In Swing and Wicket applications it is normal to override methods in classes that are provided by the framework. For example:

val form = new Form("form") {
  override def onSubmit() { println("Form was submitted") }
}

Where for the example Form can be defined as:

abstract class Form(id: String) {
  def onSubmit()
  def error(msg: String) { println(msg) }
}

Many form implementation need error handling. For this I created a stackable trait:

trait FormErrorHandler extends Form {
  abstract override def onSubmit() {
    try super.onSubmit()
    catch { case e: Exception => error("error during submit " + e.getMessage) }
  }
}

If I now try to combine this I get compiler errors:

val form = new Form("form") {
  override def onSubmit() { println("Form was submitted") }
} with FormErrorHandler // DOES NOT COMPILE

I worked around it with:

class MyForm extends Form("form") {
  override def onSubmit() { println("Form was submitted") }
}
val form = new MyForm with FormErrorHandler

but it just doesn't read as well; I have to name a class that is normally anonymous.

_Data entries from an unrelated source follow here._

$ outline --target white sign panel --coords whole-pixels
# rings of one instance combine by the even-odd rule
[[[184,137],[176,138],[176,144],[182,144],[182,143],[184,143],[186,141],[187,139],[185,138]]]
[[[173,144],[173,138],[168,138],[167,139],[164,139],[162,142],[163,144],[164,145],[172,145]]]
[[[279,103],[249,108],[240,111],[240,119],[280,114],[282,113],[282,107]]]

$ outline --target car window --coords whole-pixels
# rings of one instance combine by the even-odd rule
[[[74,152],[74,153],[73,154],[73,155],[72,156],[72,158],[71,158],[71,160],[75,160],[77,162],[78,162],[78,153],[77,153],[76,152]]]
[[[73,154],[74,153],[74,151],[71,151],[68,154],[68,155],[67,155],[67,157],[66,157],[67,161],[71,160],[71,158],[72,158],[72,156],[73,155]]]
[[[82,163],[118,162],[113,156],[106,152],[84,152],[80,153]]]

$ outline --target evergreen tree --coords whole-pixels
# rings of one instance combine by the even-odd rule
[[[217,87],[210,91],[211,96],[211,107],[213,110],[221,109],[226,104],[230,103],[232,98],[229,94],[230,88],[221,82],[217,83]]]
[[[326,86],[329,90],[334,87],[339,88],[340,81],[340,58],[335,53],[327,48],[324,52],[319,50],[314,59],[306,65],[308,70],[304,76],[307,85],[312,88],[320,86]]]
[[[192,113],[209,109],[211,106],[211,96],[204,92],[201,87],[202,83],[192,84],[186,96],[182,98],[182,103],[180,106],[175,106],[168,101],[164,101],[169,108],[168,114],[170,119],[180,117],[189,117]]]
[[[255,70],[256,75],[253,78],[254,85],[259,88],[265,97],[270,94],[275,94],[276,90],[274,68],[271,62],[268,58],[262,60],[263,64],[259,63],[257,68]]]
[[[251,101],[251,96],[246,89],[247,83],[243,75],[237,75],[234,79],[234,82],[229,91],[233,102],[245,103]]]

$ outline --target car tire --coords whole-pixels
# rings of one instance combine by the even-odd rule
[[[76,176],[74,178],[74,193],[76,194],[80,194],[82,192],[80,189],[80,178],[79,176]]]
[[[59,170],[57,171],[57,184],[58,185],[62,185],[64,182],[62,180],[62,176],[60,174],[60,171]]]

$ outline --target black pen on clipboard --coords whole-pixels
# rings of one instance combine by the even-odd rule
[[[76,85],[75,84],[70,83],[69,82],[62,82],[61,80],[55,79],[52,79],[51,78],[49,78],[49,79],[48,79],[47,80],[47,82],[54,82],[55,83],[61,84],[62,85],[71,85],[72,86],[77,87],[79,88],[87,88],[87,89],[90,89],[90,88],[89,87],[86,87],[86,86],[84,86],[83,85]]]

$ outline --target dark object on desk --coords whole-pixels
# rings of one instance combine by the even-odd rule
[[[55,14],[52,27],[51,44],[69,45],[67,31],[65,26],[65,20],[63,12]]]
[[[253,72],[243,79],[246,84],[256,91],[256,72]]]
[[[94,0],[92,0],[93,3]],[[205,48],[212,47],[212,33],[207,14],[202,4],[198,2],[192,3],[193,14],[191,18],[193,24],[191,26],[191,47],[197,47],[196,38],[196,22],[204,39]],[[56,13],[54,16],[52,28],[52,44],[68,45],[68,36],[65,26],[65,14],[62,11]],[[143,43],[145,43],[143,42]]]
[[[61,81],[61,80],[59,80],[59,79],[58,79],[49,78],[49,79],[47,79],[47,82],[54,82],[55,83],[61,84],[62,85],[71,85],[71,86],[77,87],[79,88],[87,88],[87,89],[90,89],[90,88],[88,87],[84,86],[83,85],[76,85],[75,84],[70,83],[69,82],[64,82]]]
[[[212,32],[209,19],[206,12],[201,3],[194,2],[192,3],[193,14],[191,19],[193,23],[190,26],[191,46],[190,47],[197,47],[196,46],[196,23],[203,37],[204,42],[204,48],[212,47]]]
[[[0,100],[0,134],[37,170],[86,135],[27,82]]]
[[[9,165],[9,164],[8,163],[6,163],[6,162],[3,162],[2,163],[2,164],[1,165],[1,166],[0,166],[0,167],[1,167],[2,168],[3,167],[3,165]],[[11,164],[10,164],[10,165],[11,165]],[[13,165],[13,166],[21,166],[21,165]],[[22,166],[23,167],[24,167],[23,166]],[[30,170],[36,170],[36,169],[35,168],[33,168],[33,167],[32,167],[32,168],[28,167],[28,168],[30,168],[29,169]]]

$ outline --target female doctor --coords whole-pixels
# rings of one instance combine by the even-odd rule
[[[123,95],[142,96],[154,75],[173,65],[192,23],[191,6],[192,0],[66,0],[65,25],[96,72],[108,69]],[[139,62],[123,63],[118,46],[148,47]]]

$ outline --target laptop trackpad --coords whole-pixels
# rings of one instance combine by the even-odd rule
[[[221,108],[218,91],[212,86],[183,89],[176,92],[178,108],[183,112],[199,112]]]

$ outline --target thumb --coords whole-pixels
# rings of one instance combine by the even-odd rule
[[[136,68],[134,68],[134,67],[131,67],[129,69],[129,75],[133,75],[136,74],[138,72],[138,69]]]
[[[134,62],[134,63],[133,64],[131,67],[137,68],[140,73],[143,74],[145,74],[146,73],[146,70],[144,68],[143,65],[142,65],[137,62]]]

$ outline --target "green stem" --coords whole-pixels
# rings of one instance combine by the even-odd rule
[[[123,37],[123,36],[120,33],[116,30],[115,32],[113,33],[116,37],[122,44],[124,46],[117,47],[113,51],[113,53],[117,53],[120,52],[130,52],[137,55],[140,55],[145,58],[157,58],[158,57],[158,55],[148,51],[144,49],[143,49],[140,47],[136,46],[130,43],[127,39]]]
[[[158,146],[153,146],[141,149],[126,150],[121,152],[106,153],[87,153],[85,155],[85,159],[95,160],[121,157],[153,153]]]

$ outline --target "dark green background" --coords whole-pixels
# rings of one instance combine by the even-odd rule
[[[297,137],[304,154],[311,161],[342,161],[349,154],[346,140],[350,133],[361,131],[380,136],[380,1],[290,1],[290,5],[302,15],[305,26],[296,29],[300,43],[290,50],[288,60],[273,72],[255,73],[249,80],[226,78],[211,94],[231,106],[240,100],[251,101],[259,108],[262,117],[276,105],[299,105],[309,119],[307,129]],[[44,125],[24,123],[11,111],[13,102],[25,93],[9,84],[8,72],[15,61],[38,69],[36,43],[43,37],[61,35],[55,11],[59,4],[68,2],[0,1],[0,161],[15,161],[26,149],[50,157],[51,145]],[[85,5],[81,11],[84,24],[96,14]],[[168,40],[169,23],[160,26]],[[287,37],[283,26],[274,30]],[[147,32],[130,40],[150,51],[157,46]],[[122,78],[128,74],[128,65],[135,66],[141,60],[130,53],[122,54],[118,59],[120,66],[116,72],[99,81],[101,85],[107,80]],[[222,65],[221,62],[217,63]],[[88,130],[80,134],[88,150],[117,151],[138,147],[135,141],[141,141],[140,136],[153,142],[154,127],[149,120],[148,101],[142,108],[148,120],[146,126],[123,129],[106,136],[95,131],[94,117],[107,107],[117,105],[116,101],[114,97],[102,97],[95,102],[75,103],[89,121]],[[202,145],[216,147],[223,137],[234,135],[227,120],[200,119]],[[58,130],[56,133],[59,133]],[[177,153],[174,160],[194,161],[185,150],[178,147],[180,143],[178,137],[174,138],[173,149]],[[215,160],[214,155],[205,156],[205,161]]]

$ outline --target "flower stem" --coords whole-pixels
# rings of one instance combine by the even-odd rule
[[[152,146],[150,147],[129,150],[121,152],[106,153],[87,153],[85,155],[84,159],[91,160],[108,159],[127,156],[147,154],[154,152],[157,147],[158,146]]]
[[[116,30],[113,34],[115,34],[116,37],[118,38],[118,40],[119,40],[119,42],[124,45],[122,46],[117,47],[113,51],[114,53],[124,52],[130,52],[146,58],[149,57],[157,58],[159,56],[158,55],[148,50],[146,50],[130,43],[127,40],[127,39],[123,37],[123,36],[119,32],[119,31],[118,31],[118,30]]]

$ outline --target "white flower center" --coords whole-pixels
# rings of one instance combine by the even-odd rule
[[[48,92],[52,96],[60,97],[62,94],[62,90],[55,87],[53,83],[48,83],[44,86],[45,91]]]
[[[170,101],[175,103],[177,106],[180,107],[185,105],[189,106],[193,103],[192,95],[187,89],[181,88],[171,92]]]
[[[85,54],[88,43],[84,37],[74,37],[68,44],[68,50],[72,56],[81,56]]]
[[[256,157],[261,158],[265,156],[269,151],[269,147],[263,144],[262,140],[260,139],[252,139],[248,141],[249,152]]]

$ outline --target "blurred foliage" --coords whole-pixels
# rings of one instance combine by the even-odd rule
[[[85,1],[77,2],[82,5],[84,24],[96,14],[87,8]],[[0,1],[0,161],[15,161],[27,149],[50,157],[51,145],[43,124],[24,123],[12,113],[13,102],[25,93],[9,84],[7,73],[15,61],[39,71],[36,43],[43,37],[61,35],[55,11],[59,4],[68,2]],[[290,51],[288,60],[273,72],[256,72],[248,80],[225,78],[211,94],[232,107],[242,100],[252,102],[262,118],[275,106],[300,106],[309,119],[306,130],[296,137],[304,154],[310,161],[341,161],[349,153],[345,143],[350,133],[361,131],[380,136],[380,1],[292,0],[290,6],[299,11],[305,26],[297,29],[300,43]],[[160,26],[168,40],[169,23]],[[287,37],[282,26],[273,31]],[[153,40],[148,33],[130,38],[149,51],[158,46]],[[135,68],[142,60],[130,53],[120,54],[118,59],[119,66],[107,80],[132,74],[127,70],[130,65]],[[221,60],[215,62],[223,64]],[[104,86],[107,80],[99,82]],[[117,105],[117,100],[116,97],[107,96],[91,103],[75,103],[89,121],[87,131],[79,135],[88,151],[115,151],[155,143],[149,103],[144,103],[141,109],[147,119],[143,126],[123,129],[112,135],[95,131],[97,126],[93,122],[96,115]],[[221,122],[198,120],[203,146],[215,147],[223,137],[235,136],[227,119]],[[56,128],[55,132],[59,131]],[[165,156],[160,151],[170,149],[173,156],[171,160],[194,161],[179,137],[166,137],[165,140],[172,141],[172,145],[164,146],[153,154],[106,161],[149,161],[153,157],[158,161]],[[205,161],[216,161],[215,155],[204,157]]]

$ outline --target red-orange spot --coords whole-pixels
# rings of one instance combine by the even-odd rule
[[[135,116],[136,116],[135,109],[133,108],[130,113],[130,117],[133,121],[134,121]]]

Any suggestions to make this look nice? Would the syntax construct I tried make sense for a future Scala version?

Upvotes: 1

Views: 376

Answers (1)

Rex Kerr
Rex Kerr

Reputation: 167891

You're correct that you cannot both create an anonymous class that overrides methods and then, afterwards, mix in a trait. But there's an easy way around it: define another method in the trait (e.g. abstract def mySubmit) that you then fill in in the child (or have it do something useful by default and override it if you want to).

Then you can mix the error handler in first and override the new method in the anonymous block.